Political motives suggested for Kenya Airways pilots go slow action


(Posted 01st August 2017)


Delays and cancellations of Kenya Airways flights over the last weekend and into the early days of this week have been traced back to members of the rabid pilots union KALPA who failed to report to work.
Reactions were prompt accusing the union to play politics at this crucial time ahead of the August 08th General and Presidential elections, having timed their action to influence voters after the Kenyan government had agreed to convert loans and loan guarantees into equity, propelling them into shareholder pole position.
One pilot well known to this correspondent, on condition of strict anonymity, said he could not rule our ulterior motives by those pulling the strings within the union establishment to try and use such incidents to influence voting patterns, while affirming that he reported on duty as scheduled and required.
There is no hard evidence I could produce in a court of law but a lot points to ulterior motives to make this happen just a week to the elections. For me it is clear that most unions in Kenya are anti government. I agree with you that we need stronger legislation to hold union bosses personally liable for such wildcat action and as you keep saying, clip their wings. The airline is still on fragile grounds financially and therefore, any such action only makes the situation worse, putting the company and our future in doubt‘.

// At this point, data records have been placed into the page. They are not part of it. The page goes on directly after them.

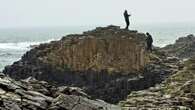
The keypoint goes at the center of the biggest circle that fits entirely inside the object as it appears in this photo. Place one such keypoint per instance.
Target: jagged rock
(177, 92)
(29, 98)
(103, 60)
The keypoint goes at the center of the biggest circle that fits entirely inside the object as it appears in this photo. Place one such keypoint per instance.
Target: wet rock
(13, 96)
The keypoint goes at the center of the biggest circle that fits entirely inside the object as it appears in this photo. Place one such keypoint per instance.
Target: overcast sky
(27, 13)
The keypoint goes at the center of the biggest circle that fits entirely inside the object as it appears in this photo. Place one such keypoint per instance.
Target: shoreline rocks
(31, 94)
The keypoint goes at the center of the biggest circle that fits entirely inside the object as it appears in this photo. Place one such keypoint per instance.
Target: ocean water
(14, 42)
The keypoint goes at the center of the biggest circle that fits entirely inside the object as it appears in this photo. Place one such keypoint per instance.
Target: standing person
(126, 16)
(149, 42)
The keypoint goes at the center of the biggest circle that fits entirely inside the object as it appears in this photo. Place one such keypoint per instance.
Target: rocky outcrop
(104, 62)
(184, 47)
(175, 93)
(31, 94)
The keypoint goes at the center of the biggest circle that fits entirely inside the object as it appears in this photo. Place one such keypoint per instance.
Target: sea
(14, 42)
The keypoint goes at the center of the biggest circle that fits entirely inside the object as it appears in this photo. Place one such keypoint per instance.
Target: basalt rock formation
(104, 62)
(31, 94)
(177, 92)
(184, 47)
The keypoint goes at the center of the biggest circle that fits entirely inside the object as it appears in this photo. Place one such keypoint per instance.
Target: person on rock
(126, 16)
(149, 42)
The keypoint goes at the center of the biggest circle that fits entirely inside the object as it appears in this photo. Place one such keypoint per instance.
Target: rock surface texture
(109, 64)
(104, 62)
(175, 93)
(31, 94)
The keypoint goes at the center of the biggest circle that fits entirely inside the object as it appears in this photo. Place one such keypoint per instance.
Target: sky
(32, 13)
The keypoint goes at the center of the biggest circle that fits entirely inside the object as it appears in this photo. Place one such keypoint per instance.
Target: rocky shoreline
(107, 63)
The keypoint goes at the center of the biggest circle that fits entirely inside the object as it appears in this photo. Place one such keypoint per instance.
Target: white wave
(21, 45)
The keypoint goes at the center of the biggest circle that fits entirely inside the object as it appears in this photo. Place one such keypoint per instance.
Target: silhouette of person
(149, 42)
(126, 16)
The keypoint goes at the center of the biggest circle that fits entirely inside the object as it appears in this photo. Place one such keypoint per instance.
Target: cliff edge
(104, 62)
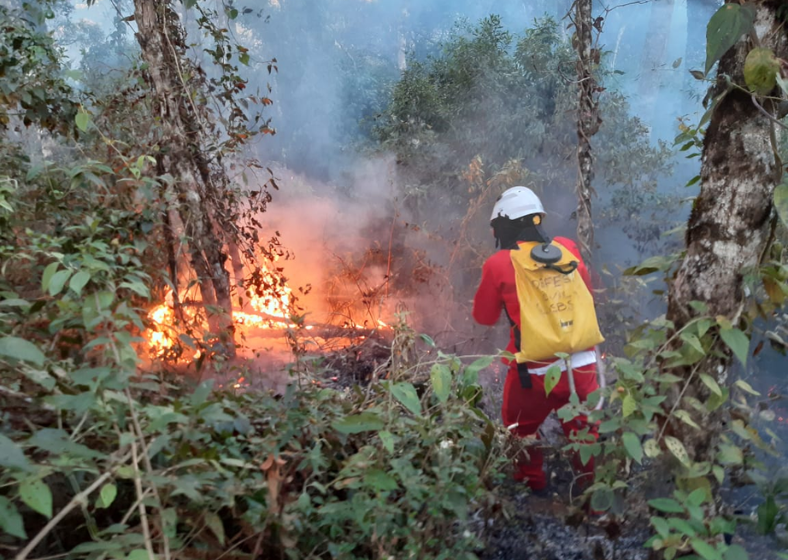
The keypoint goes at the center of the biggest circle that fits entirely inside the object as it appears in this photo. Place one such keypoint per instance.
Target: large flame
(268, 305)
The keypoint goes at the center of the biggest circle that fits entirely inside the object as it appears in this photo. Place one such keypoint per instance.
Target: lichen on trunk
(729, 226)
(196, 186)
(587, 122)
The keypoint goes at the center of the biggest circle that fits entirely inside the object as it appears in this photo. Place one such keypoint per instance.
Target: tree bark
(587, 122)
(729, 227)
(195, 187)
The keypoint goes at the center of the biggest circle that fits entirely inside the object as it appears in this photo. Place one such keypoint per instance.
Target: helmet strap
(509, 232)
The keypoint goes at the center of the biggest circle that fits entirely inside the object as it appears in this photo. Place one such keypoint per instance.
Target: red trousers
(530, 407)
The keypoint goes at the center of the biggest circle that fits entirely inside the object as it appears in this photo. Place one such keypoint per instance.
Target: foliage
(32, 88)
(499, 97)
(315, 473)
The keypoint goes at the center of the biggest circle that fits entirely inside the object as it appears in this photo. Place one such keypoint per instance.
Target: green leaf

A special general meeting has been scheduled to have shareholders of Kenya Airways agree to the debt against equity swap and once approved will the Kenyan government hold the largest share volume, deep into the 40 percent margin. That puts the status of the company close to be a parastatal corporate entity and gives the government much more influence on the Board of Directors but may also compel them to reign in the errant pilot union leadership which for long has been seen as a destructive force working against the financial revival of the carrier.

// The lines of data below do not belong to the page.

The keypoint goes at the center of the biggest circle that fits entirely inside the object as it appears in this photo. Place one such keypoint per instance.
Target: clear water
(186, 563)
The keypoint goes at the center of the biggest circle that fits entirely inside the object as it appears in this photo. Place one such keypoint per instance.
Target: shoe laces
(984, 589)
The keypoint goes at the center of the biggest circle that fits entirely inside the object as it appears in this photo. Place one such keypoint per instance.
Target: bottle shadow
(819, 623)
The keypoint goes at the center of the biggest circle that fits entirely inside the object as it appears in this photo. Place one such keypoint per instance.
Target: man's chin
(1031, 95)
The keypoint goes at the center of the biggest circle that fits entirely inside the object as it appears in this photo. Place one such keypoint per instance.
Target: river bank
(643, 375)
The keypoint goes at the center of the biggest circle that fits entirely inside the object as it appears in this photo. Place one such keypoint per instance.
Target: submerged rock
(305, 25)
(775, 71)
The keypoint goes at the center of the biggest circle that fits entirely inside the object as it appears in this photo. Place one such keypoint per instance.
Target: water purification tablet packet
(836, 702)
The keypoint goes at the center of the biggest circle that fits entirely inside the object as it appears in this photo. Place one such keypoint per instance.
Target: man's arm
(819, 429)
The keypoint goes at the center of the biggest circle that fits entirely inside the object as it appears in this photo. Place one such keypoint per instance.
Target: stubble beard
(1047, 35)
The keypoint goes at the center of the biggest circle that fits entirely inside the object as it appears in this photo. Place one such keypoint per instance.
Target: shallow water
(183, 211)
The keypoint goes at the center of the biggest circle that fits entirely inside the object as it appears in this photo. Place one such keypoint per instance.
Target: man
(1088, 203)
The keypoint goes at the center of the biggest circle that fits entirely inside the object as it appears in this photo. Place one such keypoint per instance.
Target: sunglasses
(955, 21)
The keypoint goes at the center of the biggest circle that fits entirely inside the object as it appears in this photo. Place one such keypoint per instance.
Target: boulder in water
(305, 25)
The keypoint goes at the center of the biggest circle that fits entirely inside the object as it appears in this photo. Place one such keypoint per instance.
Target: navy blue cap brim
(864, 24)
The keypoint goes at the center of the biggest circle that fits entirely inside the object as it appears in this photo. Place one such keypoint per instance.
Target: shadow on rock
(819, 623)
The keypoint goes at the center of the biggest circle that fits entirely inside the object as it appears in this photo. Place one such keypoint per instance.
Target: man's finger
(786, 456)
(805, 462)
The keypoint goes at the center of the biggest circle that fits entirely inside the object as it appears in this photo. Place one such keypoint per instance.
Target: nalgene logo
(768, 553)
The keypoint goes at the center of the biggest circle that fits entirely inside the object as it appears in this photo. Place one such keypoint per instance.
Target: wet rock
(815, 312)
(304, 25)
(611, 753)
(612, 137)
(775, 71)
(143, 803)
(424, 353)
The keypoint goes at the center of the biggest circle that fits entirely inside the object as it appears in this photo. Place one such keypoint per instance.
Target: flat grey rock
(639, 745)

Top management of the airline together with members of the board reportedly discussed the development in some length as the new CEO, Sebastian Mikosz was faced with his first major test vis a vis his relationship with the pilots union.
Given his track record while at Polish Airlines, where he reportedly steamrolled over unions ‘concerns‘ in order to turn the then ailing airline financially around, will it be watch and see what impact this latest union follies have on the future of the airline but also what will be in store for them should harsher legislation against union excesses be brought before the next parliament.